WO2002035846A2

WO2002035846A2 - Method and device for video scene composition

Info

Publication number: WO2002035846A2
Application number: PCT/EP2001/012279
Authority: WO
Inventors: Guillaume Brouard; Thierry Durandy; Thierry Planterose
Original assignee: Koninklijke Philips Electronics N.V.
Priority date: 2000-10-24
Filing date: 2001-10-17
Publication date: 2002-05-02
Also published as: EP1332623A2; JP2004512781A; US20020113814A1; WO2002035846A3

Abstract

The invention relates to a cost-effective and optimized method of composing a scene content from digital video data streams containing video objects, said method comprising a decoding step for generating decoded object frames from said digital video data streams, and a rendering step for composing intermediate-composed frames in a composition buffer from said decoded object frames. The method of scene composition according to the invention comprises a scaling step applied to said intermediate-composed frames for generating output frames constituting scene content. Indeed, by performing a scaling step on intermediate-composed frames of the final scene, enlarged frames are obtained in a single processing step, which considerably reduces the computational load. The use of a signal co-processor for the scaling step provides a possibility of anticipating simultaneously the decoding of objects, performed by a signal processor, used in the composition of the future intermediate-composed frame. Use : Video scene compositor

Description

Method and device for video scene composition

The present invention relates to a method of composing a scene content from digital video data streams containing video objects, said method comprising a decoding step for generating decoded object frames from said digital video data streams, and a rendering step for composing intermediate-composed frames in a composition buffer from said decoded object frames.

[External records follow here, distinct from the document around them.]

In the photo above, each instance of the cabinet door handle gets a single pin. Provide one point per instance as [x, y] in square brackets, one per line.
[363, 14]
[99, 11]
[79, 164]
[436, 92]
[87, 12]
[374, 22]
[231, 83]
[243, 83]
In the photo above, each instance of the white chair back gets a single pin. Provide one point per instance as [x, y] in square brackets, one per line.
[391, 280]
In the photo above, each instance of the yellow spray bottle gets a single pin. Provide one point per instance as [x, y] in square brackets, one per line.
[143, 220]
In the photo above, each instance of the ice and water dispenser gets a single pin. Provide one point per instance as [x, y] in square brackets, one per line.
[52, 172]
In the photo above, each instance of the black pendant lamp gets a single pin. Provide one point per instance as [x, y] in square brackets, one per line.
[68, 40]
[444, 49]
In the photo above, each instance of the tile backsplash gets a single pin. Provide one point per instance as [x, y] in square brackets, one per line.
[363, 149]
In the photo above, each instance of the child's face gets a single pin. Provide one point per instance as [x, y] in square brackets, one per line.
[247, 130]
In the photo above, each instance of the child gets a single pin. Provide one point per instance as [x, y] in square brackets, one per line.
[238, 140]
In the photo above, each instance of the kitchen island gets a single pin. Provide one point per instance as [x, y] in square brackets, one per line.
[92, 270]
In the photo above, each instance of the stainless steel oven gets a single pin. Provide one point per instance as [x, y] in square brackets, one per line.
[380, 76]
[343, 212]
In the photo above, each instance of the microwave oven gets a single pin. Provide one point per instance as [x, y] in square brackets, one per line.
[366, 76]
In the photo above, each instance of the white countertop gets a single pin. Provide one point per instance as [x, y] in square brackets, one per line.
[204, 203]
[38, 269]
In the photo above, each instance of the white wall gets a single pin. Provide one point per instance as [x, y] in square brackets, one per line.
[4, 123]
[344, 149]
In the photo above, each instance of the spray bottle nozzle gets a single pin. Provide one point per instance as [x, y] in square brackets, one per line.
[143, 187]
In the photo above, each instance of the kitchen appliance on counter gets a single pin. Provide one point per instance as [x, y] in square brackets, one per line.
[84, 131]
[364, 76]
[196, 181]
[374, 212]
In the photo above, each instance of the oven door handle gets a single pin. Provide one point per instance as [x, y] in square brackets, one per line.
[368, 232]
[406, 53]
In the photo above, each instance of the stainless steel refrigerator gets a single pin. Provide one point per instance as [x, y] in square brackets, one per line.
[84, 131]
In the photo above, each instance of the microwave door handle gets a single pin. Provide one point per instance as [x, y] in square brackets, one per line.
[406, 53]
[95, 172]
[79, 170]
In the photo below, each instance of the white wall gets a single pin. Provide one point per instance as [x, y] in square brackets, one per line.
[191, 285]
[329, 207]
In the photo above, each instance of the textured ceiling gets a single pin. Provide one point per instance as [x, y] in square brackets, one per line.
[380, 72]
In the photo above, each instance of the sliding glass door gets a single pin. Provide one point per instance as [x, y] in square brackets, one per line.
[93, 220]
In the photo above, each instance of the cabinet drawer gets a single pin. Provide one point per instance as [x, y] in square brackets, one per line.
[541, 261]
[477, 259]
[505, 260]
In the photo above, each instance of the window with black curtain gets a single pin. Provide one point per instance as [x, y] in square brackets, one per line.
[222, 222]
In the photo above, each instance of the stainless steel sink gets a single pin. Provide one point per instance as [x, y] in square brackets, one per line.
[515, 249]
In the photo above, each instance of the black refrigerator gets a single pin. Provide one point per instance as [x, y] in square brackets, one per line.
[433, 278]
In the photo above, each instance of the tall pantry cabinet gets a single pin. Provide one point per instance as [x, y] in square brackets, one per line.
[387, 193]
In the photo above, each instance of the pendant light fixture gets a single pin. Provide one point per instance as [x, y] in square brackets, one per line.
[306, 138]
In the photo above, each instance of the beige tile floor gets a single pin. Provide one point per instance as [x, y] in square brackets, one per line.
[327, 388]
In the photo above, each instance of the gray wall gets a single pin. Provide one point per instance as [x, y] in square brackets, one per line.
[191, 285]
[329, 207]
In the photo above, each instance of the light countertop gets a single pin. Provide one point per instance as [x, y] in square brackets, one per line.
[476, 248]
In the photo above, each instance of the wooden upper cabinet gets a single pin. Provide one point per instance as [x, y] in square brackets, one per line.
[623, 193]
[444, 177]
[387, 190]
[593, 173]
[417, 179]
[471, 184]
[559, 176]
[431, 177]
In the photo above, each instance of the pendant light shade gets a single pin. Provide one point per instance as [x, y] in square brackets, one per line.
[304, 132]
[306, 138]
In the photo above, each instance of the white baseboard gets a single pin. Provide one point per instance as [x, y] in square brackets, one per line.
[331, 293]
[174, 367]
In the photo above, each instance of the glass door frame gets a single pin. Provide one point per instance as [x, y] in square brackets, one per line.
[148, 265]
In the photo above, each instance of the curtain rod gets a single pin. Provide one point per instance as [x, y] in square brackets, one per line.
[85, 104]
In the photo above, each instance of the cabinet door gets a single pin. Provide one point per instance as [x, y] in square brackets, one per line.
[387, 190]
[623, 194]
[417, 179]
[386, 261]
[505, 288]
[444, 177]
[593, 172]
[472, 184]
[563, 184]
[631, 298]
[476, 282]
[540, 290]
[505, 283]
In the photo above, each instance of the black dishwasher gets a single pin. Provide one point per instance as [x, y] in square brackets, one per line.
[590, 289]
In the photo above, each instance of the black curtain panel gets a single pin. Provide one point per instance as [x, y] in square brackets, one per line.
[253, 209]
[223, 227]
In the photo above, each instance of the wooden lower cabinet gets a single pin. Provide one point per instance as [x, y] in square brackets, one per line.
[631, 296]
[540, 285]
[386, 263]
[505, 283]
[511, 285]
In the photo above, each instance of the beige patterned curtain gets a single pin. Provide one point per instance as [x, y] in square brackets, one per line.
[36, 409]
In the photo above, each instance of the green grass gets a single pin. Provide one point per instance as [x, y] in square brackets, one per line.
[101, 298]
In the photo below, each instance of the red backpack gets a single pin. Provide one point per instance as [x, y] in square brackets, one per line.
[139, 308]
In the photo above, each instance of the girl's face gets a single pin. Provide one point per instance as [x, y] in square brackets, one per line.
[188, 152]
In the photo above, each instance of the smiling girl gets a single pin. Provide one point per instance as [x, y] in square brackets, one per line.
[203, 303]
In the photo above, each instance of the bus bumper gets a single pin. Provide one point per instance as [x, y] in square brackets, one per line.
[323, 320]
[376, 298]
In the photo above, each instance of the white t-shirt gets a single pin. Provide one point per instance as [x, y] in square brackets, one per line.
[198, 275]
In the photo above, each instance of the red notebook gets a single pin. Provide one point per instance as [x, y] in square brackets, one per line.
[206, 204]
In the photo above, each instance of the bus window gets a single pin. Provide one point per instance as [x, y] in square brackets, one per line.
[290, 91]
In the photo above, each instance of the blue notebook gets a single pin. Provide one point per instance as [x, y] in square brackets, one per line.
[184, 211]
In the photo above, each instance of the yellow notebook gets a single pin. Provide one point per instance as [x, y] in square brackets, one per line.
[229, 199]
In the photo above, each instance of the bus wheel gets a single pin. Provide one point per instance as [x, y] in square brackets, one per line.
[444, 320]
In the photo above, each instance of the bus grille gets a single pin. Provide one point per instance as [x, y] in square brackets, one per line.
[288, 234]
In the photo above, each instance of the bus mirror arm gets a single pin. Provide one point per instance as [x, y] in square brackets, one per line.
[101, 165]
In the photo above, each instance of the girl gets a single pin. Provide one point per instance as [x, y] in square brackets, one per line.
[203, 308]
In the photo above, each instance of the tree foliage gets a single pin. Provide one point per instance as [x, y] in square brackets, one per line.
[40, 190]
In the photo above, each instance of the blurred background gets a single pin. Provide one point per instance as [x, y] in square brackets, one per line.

This invention may be used, for example, in the field of digital television broadcasting and implemented as an Electronic Program Guide (EPG) allowing a viewer to interact within a rendered video scene.

The MPEG-4 standard, referred to as ISO/IEC 14496-2, provides functionality for multimedia data manipulation. It is dedicated to scene composition containing different natural or synthetic objects, such as two-or three-dimensional images, video clips, audio tracks, texts or graphics. This standard allows scene content creation usable and compliant with multiple applications, allows flexibility in object combination, and offers means for users-interaction in scenes containing multiple objects. This standard may be used in a communication system comprising a server and a client terminal via a communication link. In such applications, MPEG-4 data exchanged between the two sets are streamed on said communication link and employed at the client terminal to create multimedia applications.

The international patent application WO 00/01154 describes a terminal and method of the above kind for composing and presenting MPEG-4 video programs. This terminal comprises: a terminal manager for managing the overall processing tasks, decoders for providing decoded objects, - a composition engine for maintaining, updating, and assembling a scene graph of the decoded objects, a presentation engine for providing a scene for presentation. It is an object of the invention to provide a cost-effective and optimized method of video scene composition. The invention takes the following aspects into consideration.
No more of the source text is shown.